When enrolling into a consolidation program, the consumer will have the ability to setup the payment date for any date they wish. All minimum payments are done through a checking or savings account to ensure that payments are done on time. This program was designed primarily for consumers whom have interest rates a 12% or higher.

If a consumer is making minimum payments and feel as if the balances are not going down, debt consolidation may be in the best interest of that consumer. As previously explained, the consolidation program is designed primarily for those whom are active on credit card debt.

Here are a few key benefits to debt consolidation

  • One monthly payment.
  • Reduced monthly payments.
  • Reduced interest rates.
  • Reduced or eliminate fees and charges.
  • Not factored into the consumers credit score.
  • Debt freedom in months, not years.
  • Designed for consumers whom are current, or no later than 90 days delinquent

Debt Settlement

Debt Settlement is the procedure to which consumers settle on an already existing balance. The settlement program is often for people whom are seriously delinquent or for those who cannot maintain anymore minimum payments. Debt Settlement, does impact the consumers credit score as they purposely fall behind in order to obtain the best settlements. Remember, this is not a program that keeps accounts current like debt consolidation. If consumers are willing to take a ding on their credit, debt settlement may be beneficial for that client. This program is also designed for those whom have debts, years past due that are looking to clean up their credit. When looking at the differences between debt settlement vs debt consolidation, it's important to know that consolidation keeps accounts current whereas settlement does not.

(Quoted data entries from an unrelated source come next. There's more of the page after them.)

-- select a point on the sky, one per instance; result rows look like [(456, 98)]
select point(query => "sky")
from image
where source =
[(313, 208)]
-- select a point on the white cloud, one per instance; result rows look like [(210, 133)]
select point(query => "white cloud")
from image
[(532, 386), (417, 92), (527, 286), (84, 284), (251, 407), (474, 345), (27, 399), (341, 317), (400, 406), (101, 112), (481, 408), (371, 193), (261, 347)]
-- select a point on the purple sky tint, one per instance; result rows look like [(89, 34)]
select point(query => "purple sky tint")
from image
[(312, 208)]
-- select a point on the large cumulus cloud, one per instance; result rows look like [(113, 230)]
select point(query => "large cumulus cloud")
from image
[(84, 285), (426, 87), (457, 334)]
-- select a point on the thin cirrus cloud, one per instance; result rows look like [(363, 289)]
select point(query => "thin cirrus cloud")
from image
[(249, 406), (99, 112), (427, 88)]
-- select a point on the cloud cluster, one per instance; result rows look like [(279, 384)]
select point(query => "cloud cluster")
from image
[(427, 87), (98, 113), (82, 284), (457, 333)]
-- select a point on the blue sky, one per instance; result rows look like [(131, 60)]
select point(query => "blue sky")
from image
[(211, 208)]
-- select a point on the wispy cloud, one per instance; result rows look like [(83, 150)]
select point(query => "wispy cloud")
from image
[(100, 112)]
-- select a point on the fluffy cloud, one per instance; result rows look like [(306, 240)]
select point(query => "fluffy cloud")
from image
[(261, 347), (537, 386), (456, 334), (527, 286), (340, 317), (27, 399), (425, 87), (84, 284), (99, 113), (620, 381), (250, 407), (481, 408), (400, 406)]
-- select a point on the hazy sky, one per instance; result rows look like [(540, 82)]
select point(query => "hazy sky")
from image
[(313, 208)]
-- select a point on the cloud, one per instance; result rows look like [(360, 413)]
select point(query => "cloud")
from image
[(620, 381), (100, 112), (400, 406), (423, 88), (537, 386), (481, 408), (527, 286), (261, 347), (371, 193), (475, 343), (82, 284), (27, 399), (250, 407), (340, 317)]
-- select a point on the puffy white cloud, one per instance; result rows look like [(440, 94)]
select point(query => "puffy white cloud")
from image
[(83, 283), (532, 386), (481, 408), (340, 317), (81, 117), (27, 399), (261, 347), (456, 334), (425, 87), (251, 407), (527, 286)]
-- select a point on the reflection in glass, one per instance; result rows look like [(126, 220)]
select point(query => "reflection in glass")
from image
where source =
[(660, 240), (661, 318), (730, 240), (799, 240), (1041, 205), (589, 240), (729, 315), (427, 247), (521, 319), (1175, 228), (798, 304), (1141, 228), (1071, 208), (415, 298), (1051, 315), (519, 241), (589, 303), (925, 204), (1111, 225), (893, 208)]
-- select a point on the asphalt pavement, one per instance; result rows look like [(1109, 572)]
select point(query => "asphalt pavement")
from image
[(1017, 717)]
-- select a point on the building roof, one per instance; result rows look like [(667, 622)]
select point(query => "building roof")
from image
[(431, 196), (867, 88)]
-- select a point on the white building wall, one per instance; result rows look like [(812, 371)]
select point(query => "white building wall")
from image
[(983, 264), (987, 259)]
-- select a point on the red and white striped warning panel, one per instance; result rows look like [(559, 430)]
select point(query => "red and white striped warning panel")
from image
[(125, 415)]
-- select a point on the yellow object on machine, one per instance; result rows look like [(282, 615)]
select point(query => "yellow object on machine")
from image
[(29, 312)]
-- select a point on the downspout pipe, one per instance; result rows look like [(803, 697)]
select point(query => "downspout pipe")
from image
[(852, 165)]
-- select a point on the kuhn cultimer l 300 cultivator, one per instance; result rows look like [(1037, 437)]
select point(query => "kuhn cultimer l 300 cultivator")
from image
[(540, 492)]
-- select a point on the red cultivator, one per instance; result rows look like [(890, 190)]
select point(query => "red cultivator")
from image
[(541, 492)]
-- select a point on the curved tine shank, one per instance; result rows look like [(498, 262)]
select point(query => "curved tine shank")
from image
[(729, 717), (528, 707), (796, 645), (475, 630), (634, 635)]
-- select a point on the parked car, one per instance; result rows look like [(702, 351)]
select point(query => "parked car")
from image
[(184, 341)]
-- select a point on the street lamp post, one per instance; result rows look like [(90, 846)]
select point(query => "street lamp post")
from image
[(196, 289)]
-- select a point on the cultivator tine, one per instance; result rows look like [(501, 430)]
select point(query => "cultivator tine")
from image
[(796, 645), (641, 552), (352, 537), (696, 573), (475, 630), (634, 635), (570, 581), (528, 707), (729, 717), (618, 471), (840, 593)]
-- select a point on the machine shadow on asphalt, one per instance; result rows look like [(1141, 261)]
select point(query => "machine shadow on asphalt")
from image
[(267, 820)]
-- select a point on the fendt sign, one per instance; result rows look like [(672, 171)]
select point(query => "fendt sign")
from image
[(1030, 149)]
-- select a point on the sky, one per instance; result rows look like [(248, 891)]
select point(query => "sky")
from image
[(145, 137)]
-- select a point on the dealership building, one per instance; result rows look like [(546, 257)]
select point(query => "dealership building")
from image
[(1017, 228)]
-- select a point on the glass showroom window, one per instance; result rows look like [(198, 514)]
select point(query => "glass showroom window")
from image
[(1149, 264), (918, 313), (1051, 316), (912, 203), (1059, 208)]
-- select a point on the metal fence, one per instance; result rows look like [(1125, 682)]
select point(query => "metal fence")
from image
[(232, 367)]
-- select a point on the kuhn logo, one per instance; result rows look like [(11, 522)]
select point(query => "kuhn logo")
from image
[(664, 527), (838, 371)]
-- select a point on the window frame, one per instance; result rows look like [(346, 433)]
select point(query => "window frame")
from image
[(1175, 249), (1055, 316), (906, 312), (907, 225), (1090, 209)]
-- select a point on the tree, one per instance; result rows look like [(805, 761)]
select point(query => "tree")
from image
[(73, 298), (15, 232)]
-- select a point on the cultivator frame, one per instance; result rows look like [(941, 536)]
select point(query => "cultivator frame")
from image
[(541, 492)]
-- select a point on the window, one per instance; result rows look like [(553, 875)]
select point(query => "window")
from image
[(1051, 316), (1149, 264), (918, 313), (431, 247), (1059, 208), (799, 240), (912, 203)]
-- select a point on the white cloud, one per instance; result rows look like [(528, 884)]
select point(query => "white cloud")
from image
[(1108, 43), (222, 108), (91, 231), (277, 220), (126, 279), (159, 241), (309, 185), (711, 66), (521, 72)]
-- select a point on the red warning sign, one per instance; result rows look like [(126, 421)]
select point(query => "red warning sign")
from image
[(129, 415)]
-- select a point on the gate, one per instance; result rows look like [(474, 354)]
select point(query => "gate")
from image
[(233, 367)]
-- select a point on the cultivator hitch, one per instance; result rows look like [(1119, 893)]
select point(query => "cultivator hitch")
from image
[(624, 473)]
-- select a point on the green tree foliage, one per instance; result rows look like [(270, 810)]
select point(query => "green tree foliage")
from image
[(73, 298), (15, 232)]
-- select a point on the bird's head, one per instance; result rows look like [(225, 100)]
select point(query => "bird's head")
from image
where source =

This option is an excellent way to go about resolving debt should the debts be old medical or collection bills. Most debts that are seriously delinquent may benefit by this program. For consumers that are current on minimum payments, do expect to fall behind. To qualify for this type of program, a consumer must have at least $5,000 in combined debt.

Here are a few key benefits to debt settlement

  • One monthly payment (much lower than debt consolidation)
  • Reduce the balance by 50 to 70%
  • Reduce or eliminate fees and charges
  • Debt freedom in 6 months to 4 years.
  • Designed for those whom are 60 days or more delinquent on their debts.

When trying to cross compare settlement consolidation, although they may sound familiar they are not. Remember that settlement is primarily for people whom are delinquent or want to resolve debts on a credit report, whereas consolidation is for those whom are current on active credit card debt just looking to lower minimum payments and interest rates.